Key                                                         Value
---                                                         ----
Text                                                        hello
Number                                                      5

PS> Show-Parameter -Number 10

Key                                                         Value
---                                                         -----
Number                                                      10

It’s important to remember that all our function did was echo the value(s) stored in $PSBoundParameters. Now that we know we can do this, why might we want to do this? In scripting, we often need to make decisions based on information we’ve collected, and in this case, we make our decisions based on whether or not a parameter was used when a function was invoked. Let’s modify the function first and run it a few more times.

Function Show-Parameter {
    Param (
        [string]$Text,
        [int]$Number
    )

    If ($PSBoundParameters.ContainsKey('Text')) {
        Write-Output -InputObject "Text has been included as: '$Text'"
    }

    If ($PSBoundParameters.ContainsKey('Number')) {
        Write-Output -InputObject "Number has been included as: '$Number'"
    }
}

Now our function, when invoked, will take a specific action when a parameter(s) is included. Here’s a few examples.
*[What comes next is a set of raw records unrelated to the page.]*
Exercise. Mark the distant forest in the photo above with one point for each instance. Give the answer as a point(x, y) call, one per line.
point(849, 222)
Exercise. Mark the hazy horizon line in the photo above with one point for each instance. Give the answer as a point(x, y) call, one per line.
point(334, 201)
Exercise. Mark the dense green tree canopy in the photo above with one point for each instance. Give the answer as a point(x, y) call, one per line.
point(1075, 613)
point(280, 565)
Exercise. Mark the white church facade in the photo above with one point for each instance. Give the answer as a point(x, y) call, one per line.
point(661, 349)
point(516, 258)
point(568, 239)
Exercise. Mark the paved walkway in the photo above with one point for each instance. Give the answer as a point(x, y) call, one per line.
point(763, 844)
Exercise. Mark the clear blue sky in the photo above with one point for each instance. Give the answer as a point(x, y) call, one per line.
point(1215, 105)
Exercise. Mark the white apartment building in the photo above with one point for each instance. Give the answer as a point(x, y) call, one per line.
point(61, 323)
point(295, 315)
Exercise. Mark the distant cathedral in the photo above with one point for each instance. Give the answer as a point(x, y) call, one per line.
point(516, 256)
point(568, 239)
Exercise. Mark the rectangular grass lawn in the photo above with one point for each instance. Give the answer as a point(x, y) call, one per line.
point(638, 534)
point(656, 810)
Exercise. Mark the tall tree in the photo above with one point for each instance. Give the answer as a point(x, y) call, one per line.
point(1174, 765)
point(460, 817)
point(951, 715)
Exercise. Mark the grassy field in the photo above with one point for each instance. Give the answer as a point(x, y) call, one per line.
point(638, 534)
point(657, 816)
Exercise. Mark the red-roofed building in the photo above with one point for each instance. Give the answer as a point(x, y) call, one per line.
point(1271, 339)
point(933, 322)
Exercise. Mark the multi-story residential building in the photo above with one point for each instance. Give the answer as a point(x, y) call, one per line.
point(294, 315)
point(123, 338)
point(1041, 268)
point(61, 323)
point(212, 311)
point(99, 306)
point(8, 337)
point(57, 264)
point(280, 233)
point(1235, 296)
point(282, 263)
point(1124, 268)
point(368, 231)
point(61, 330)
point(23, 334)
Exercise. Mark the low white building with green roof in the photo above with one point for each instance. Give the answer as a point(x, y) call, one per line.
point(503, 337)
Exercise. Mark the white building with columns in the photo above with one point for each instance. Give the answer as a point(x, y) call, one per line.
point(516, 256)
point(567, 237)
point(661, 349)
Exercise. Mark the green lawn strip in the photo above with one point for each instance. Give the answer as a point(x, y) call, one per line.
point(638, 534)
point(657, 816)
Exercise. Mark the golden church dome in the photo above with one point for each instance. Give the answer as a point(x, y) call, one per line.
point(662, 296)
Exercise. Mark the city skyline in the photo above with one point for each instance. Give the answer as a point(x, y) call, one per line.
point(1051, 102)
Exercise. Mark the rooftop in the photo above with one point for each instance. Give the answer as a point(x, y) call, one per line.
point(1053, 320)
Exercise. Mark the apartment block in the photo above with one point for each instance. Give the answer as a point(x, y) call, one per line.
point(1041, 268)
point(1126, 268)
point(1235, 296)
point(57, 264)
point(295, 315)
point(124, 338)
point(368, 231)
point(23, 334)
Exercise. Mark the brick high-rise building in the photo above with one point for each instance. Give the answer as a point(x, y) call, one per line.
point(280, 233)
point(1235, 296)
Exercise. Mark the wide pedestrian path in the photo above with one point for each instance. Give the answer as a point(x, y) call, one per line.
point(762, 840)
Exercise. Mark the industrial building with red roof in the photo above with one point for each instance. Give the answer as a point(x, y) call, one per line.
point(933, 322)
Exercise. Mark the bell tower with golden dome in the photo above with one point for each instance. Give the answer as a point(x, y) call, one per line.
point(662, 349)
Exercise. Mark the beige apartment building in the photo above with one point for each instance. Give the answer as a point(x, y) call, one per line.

PS> Show-Parameter -Text 'sample text'
Text has been included as: 'sample text'
PS>
PS> Show-Parameter -Number 20
Number has been included as: '20'
PS>
PS> Show-Parameter -Text 'more sample text' -Number 25
Text has been included as: 'more sample text'
Number has been included as: '25'

Here’s one final modification. In the example below, we’ve removed the -Number parameter and the If statement that checks if that parameter was included. Then, we added a switch statement inside the If statement that checks if the -Text parameter was included. Based on the value provided to the -Text parameter, we’ll take specific actions (up to a point). If the string ‘hello’ is included as the parameter’s value, we’ll reply with one message, if the string ‘hi’ is included as the parameter’s value, we’ll reply with another message, and if anything else is included, we’ll simply reply with the value provided to the parameter.

Function Show-Parameter {
    Param (
        [string]$Text
    )

    If ($PSBoundParameters.ContainsKey('Text')) {
        switch ($Text) {
            {$_ -eq 'hello'} {Write-Output -InputObject 'Hello to you, as well.'; break}
            {$_ -eq 'hi'} {Write-Output -InputObject 'Hi.'; break}
            default {"You entered: $Text"}
        }
    }
}

With $PSBoundParameters, we can check if a parameter is used, as well as, work with the value that’s provided to that parameter. Below are three examples of using the above function.

PS> Show-Parameter -Text hi
Hi.

PS> Show-Parameter -Text hello
Hello to you, as well.

PS> Show-Parameter -Text adios
You entered: adios

That’s it. Enjoy the rest of the weekend and have a great week!